東芝は、会社更生手続き中のエルピーダメモリの支援企業を決める入札に韓国の半導体大手SKハイニックスと共同で応札する方向で調整に入った。
東芝とハイニックスは、NAND型フラッシュメモリーとDRAMのそれぞれ2位メーカー。ともに首位の韓国サムスン電子に、その差を広げられつつある。
サムスン独走態勢への危機感が共同買収へと突き動かしている。
●2位グループを引き離し
3月末に締め切られた1次入札では、米マイクロン・テクノロジーが最高額を提示した。関係者によると提示額は1500億円を上回った模様
マイクロンの提示額を大幅に下回った東芝はこの時点で支援企業候補から脱落したが、1次で勝ち残った企業との連携で2次入札に臨む作戦。
次世代メモリーの開発で提携しているハイニックスに白羽の矢を立てた。
「エルピーダ買収で手を組めないだろうか」。東芝の半導体部門の幹部がハイニックス幹部と秘密裏に会談するため訪韓したのは、3月下旬。両社の折半出資で経営権を握るプランを提示した。
社会インフラとフラッシュメモリーを中核事業に位置づける東芝は、エルピーダ買収に投じる資金をできるだけ抑えたい考え。官民ファンドの企業再生支援機構に支援を仰ぐことも検討している。
東芝がなりふり構わずエルピーダ買収の手立てを画策するのは、フラッシュメモリーで首位のサムスンの背中が遠のいているため。
サムスンは、携帯情報端末用DRAMとフラッシュメモリーを一体化した製品で高いシェアを持つ。最先端品の開発で他社をリードし続け、積極投資の手も緩めない。
4月2日には、中国西安市にフラッシュメモリー工場を70億ドルを投じて建設すると発表した。世界のスマートフォンの生産基地となった中国に大型工場を構え、スマートフォンに搭載するメモリー需要を取り込む方針。
完成すれば、フラッシュメモリーでは東芝を生産能力で大きく上回る。
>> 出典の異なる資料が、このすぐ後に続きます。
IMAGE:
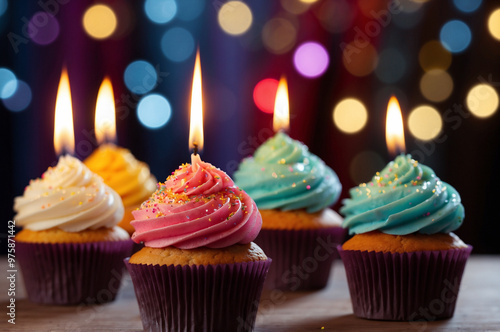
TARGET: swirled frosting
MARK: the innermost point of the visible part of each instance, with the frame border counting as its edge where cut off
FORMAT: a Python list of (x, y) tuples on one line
[(283, 174), (405, 197), (197, 206), (130, 178), (68, 196)]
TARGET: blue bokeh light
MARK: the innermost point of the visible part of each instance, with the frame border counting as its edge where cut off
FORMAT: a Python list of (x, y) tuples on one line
[(20, 99), (177, 44), (140, 77), (8, 83), (160, 11), (455, 36), (467, 6), (154, 111), (188, 10)]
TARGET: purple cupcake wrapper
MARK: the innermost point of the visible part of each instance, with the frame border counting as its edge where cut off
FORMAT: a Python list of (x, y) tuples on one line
[(221, 297), (414, 286), (72, 273), (302, 259)]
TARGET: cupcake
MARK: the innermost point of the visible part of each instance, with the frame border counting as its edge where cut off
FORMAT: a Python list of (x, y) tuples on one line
[(130, 178), (293, 189), (403, 262), (199, 270), (70, 250)]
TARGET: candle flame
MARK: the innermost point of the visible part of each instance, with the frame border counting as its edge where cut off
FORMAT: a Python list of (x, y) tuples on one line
[(105, 118), (281, 118), (196, 117), (394, 132), (64, 136)]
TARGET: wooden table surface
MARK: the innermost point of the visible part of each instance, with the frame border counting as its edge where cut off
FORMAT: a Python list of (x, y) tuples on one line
[(478, 308)]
DRAMでも2位のハイニックスの倍近い生産能力を持つ。1兆円を超す潤沢な手元資金を生かし、東芝・ハイニックスの2位グループを引き離しにかかっている。
2015年頃から本格普及する次世代メモリーで、サムスンは「全てのライバル企業と競えるよう、あらゆる領域の製品を開発中」(同社幹部)という。
●サムスン対抗で一致
昨年、フラッシュメモリーで長年のライバルだった東芝とハイニックスが次世代メモリーで提携したのも、多額の開発費用を分担し製品化のスピードを上げるのが狙い。
サムスン対抗の必要性で一致する東芝とハイニックス。共同買収について東芝首脳は5日夜、「あとはハイニックスがどう判断するかだ」と語った。
2次入札にはほかに海外の投資ファンドも応札する模様。エルピーダは4月末に2次入札を締め切り、5月にはスポンサー企業を決定する予定。